Il y en aurait environ 500 pour lesquels la prison sert de maison de retraite, d'Etablissement d'hébergement pour prisonniers âgés dépendants (EHPAD). De maltraitants à une époque de leur vie, ils sont devenus maltraités, alimentant un peu plus le champ déjà bien rempli de la maltraitance.
Parallèlement à la maltraitance des enfants, celle des personnes âgées apparaît de plus en plus émergente. Surtout dans sa fréquence. Son risque d'augmentation, parallèle à celle des personnes âgées, est une réalité. Ainsi, en 2015, il est prévu, dans notre pays, plus de 2 millions de personnes âgées de plus de 85 ans. L'indigence des chiffres officiels n'a d'équivalent que leur caractère on ne peut plus flou. Les seuls chiffres dont on dispose sont issus des données d'Allô maltraitance des personnes âgées (ALMA) recueillies en 2001 !
On relève notamment que les cas de maltraitance sont plus fréquents au domicile : 67 %, contre 29 % en établissement d'hébergement. A ceci près que l'enquête se garde bien de préciser que sur les 2,1 millions de personnes de plus de 80 ans recensées à la même époque, seules 20 % étaient hébergées en institution. De même, en 2000, on retrouve une enquête départementale réalisée par une équipe hospitalière de Lille et, en 2005, une enquête qualitative nationale réalisée par la direction de la recherche, des études, de l'évaluation et des statistiques (Dress) et, depuis, plus rien.
Etonnant domaine que celui de la maltraitance en général et des personnes âgées en particulier. On peut ainsi distinguer deux grands types de maltraitance : une macromaltraitance, celle de la violence, pas uniquement physique, qui demande plus à être reconnue que discutée, et une micromaltraitance. Celle-ci est bien plus insidieuse, quotidienne, d'une certaine façon perverse, car souvent inconsciente, mais surtout plus grave que la précédente, car quotidienne et tout aussi mortelle. Elle correspond à l'addition de multiples dysfonctionnements qui, pris isolément, paraissent anodins mais qui, additionnés, se révèlent délétères. Et, de toute façon, grevés d'un pronostic vital bien plus désastreux qu'une canicule même sévère.

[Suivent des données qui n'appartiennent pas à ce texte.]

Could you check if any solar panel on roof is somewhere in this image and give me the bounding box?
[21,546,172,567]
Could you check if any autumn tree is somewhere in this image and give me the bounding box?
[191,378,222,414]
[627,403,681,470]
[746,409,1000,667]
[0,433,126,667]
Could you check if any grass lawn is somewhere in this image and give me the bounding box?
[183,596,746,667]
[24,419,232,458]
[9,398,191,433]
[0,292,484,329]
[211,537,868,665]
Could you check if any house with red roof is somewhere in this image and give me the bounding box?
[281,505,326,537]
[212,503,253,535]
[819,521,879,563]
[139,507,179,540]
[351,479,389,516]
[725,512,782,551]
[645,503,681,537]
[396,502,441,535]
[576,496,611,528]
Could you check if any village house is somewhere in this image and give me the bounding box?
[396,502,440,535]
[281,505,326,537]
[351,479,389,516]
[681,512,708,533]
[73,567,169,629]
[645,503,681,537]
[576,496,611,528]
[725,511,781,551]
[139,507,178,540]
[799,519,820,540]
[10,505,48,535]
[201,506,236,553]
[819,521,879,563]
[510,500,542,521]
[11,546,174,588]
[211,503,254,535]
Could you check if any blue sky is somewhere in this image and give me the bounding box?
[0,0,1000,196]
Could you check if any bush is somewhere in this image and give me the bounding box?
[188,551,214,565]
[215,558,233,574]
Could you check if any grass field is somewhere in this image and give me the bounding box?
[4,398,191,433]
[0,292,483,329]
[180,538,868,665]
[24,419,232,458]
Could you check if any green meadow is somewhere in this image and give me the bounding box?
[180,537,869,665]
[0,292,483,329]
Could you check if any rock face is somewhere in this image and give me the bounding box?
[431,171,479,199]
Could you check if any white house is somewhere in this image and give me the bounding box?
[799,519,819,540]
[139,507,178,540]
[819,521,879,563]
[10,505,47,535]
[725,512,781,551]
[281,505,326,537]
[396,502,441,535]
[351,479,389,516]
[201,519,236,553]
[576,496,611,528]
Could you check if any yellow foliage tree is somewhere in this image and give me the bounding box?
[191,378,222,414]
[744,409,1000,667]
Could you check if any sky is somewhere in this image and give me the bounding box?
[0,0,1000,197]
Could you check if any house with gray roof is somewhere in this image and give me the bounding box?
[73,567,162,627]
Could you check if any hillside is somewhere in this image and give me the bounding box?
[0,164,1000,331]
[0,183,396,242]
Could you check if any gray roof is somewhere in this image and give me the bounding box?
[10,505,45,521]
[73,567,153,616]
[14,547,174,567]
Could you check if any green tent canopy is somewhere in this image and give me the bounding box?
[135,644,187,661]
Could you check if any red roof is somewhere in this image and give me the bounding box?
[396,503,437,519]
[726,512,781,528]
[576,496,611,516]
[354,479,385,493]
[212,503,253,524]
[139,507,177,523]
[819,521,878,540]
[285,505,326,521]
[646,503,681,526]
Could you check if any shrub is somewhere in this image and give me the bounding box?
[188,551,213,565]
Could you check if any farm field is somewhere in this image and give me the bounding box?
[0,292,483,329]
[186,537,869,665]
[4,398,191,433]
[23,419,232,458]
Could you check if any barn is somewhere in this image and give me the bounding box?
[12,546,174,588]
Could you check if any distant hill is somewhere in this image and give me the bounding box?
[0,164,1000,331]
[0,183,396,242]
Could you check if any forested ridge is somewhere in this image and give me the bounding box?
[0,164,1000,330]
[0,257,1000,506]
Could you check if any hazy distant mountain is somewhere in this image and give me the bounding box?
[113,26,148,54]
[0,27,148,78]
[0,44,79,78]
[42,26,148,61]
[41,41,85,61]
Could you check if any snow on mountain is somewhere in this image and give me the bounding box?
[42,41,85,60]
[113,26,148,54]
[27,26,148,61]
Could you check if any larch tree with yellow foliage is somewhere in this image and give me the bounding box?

Ces dysfonctionnements sont multiples : ils vont de la perte de la prothèse dentaire, d'une toilette faite à la va-vite, de médicaments laissés sur la tablette, l'initiative de leur prise étant laissée au patient, en passant par une macération dans des draps souillés par des urines et ou des matières fécales, une camisole chimique, des décalages horaires dans les soins d'hygiène, l'administration des médicaments, des repas et autres. La liste est longue... La synthèse de tous ces dysfonctionnements peut se résumer ainsi : ce sont des personnes qui sont prises en charge comme des " non-personnes ". Un type de maltraitance particulier est également à relever, car prenant de plus en plus d'importance et grave par ses conséquences létales : la maltraitance financière.
On estime ainsi que, dans les années à venir, une personne de plus de 65 ans sur cinq ou six en sera victime, les femmes et les sujets en perte d'autonomie en priorité. Aux Etats-Unis, on évalue à plus de 5 millions le nombre des victimes, chiffre à l'évidence sous-évalué dans la mesure où nombre d'entre elles se taisent soit par honte d'avoir été dupées, soit surtout par inconscience du préjudice. L'ampleur du phénomène a même conduit à faire passer la maltraitance financière du domaine du droit civil dans le champ du droit pénal. Il devient, par suite, légitime de se demander quelle peut être la signification d'une démarche dont a priori on peut avoir des difficultés à comprendre le sens dans la mesure où elle s'inscrit en contradiction avec une volonté affichée de prolonger la vie et le confort des individus. Il n'est alors pas sans intérêt de faire référence aux travaux psycho-comportementaux menés dans les années 1960, à l'université de Yale, par Stanley Milgram.
On connaît la célèbre expérience au cours de laquelle un sujet initialement réticent à envoyer, sur ordre, des impulsions électriques douloureuses (en fait il s'agit de pseudo-impulsions, mais le sujet ne le sait pas) à un autre sujet finit par véritablement prendre goût à l'envoi des impulsions et à la souffrance ainsi induite. Cette présentation certes résumée de l'expérience rappelle, néanmoins, la propension de l'être humain à être maltraitant pour ses semblables.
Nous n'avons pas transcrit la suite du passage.